Bodiverse is Back!
My Neuro Detour hasn't found its highway yet, and it's more likely I've become a POW of my own body, mind, and society's ignorance and bigotry... but that's for another time.
Along the Detour, I immediately lost my body and mind - my dance and my poetry - my entire universe, my bodiverse. They're still doing their own thing, but I've come to terms with the moment.
After a year without any creative outlet, I moved on from my project doodles and sketches to painting and collage and cane designing - when I could. And eventually, I accepted the encephalytic, TM, MS, RSD brain of mine as it was and allowed it to find its own creative voice. It was absolutely pointless to try to write and read and speak like I did pre-Neuro.

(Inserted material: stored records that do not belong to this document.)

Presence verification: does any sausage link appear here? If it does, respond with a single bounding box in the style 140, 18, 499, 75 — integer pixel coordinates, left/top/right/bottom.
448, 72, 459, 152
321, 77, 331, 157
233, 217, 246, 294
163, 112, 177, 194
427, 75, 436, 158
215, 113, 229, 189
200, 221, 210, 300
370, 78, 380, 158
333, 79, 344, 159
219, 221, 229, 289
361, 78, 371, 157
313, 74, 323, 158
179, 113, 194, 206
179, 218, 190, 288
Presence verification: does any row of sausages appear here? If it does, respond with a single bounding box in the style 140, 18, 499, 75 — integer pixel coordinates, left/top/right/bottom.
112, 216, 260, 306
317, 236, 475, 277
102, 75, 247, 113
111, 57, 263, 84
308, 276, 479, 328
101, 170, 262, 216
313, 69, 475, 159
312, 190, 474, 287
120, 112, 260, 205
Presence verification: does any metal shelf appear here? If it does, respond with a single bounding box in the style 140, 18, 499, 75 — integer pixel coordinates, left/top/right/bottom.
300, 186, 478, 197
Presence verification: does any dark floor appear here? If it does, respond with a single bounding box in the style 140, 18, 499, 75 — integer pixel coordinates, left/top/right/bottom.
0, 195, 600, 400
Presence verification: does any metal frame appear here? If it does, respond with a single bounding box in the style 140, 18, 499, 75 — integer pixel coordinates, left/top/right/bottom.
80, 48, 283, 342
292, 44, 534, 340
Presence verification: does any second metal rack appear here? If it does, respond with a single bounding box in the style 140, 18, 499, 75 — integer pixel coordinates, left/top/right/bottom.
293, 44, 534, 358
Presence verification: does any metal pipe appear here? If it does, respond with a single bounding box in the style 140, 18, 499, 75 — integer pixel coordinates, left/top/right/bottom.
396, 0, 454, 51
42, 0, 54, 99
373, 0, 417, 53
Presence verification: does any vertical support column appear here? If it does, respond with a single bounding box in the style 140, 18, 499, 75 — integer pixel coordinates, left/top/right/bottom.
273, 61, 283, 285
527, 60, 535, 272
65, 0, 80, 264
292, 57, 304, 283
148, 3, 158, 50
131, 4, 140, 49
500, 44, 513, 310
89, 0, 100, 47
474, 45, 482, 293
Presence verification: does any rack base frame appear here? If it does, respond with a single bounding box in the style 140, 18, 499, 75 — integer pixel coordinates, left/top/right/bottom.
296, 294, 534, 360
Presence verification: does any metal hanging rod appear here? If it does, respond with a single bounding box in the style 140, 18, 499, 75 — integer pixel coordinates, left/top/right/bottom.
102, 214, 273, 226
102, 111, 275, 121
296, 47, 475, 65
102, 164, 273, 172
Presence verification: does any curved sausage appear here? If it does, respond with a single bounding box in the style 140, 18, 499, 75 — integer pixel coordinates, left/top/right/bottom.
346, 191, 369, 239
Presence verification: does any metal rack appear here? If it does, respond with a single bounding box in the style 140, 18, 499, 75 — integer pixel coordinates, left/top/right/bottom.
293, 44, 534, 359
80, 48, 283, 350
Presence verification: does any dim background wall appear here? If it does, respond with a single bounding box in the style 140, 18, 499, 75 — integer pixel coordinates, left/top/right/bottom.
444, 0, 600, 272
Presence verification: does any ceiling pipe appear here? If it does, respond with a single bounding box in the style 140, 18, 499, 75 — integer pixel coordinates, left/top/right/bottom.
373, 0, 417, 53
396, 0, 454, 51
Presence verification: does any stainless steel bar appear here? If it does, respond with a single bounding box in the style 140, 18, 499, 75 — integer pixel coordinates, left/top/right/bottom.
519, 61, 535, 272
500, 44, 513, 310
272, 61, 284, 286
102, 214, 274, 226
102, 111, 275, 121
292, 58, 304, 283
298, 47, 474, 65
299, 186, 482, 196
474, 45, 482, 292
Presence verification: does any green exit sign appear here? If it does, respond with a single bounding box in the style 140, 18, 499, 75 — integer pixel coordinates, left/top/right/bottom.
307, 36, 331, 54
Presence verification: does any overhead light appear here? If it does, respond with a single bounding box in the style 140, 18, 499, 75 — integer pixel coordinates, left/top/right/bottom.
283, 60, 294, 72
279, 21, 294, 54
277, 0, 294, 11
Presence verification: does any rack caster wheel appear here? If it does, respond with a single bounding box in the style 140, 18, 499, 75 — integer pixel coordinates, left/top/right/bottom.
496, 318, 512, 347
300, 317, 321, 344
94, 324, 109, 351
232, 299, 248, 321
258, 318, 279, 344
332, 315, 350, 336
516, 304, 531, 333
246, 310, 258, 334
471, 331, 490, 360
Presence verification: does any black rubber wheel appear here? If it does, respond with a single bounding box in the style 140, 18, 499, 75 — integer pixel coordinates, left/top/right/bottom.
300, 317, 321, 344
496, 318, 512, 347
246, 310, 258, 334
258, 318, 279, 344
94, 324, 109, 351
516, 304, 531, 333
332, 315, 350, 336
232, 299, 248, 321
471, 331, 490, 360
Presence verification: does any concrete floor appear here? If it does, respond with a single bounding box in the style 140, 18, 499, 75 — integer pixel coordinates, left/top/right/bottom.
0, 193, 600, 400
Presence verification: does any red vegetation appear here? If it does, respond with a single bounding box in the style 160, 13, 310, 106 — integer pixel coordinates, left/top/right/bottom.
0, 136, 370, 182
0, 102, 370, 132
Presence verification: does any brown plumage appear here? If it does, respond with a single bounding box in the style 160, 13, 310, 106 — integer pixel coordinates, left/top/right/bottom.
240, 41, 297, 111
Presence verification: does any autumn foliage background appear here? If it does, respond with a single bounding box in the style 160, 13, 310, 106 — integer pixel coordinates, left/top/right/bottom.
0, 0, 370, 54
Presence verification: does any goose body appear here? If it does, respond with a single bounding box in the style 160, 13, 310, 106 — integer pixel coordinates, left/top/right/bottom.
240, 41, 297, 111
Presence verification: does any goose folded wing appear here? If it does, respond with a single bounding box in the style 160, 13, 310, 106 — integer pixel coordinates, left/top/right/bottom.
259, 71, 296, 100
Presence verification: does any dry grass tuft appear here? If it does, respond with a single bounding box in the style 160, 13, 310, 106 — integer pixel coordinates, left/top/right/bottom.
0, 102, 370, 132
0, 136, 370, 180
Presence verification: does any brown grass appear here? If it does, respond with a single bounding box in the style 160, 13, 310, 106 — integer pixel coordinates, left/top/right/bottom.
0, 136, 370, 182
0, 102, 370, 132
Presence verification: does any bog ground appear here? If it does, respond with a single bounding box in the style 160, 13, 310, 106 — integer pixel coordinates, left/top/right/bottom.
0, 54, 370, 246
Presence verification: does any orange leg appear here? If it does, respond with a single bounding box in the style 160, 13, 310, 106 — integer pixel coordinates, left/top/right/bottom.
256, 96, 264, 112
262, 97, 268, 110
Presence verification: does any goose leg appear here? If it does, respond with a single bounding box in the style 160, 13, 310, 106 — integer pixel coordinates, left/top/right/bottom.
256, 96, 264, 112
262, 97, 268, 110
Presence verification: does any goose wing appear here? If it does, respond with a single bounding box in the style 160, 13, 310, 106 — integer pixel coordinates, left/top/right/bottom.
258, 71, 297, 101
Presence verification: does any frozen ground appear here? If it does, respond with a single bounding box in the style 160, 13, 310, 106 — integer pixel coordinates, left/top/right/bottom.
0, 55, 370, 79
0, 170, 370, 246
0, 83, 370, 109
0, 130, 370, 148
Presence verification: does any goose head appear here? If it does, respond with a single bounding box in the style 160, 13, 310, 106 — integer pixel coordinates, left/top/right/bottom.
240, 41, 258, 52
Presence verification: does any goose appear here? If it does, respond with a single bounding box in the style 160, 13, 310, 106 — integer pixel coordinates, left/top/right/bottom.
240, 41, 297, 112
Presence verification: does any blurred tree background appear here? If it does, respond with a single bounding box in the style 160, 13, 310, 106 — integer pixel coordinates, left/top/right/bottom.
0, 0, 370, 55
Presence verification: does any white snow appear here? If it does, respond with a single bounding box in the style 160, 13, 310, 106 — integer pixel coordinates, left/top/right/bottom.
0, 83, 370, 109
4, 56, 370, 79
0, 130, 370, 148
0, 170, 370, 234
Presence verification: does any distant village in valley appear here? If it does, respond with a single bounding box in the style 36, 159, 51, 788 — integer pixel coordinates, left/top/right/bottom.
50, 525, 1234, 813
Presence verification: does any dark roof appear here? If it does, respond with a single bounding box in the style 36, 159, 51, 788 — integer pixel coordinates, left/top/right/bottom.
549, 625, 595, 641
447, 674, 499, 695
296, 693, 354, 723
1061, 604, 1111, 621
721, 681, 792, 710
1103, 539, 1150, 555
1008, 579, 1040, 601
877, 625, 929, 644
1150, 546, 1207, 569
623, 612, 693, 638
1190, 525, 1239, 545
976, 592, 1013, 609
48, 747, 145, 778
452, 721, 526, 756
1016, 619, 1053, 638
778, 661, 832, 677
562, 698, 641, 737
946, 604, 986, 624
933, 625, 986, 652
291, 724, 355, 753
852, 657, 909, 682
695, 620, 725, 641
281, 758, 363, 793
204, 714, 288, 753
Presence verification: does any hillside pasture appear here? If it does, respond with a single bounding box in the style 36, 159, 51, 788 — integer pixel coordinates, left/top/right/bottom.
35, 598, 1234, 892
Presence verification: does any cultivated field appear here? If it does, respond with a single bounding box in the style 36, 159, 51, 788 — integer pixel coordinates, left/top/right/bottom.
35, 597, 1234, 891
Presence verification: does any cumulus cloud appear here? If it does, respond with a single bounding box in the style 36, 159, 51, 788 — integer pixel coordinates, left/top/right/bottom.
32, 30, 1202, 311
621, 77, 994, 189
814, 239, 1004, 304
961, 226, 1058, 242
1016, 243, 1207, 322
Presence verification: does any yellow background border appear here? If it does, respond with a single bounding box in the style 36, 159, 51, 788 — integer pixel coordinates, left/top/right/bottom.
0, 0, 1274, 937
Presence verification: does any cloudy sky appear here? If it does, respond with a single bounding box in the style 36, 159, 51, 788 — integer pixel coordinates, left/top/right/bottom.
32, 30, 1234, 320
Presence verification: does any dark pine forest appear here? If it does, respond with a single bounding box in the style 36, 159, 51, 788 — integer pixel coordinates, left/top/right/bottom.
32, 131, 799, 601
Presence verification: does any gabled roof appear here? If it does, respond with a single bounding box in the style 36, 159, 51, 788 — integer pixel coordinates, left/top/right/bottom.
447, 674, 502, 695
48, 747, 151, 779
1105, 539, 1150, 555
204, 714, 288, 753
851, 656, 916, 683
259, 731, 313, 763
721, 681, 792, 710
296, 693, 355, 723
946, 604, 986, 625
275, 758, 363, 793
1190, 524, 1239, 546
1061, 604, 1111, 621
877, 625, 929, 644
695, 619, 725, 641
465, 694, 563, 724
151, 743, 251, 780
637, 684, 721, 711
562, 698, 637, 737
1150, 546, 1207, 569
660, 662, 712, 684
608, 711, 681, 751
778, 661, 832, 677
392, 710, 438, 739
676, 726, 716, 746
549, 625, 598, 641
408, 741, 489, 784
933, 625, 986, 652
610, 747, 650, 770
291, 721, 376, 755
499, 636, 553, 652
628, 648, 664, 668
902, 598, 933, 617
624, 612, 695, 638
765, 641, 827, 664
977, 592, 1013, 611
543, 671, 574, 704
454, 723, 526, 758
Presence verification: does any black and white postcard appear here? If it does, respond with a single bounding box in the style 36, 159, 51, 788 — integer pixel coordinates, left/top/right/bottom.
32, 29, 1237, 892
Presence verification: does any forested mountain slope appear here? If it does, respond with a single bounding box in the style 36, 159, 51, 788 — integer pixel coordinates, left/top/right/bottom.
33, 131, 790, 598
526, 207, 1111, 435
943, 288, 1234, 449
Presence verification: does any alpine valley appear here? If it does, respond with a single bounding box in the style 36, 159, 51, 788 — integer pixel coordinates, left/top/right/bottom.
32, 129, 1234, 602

Every day, or minute, or let's stick with the concpt of moments , my body speaks a new language, moves (stumbles, falls, or lays bed-ridden) with such improvisation, I don't recognize myself most of the time. The closest I come to dancing is cane dancing, vertigo, and my falls - no longer choreographed. Even my bones speak a new language - aged and brittle with Osteoperosis and Osteopenia from repetitive treatments like IV steroids, meds, and the disease processes - don't ask me how.
There's a lot of verse left in this body - broken and fragmented as it is.
And, until recently all of that verse has been exposed on paper as experiential imagery or writings of all sorts and styles.
Surprisingly, people liked my art, and even bought it, and that's how we come full circle here. And I hope to stay, and come back - as frequently as my body and mind allow.
But for now....
BODIVERSE IS REVIVED!
Thanks to James Oliver Gallery, a new outlet of the bodiverse project - in the form of a 35-minute non-video-art-video-art work, Bodiverse for James Oliver Gallery (I), premieres tommorrow (Saturday, June 18, 6-10PM) in the JOG FEMME show.
I've posted details about the show on Neuro Detour.... I'm writing blindly here (need my treatment). So, I'll make this short and throw in an image, and keep you updated on how things go.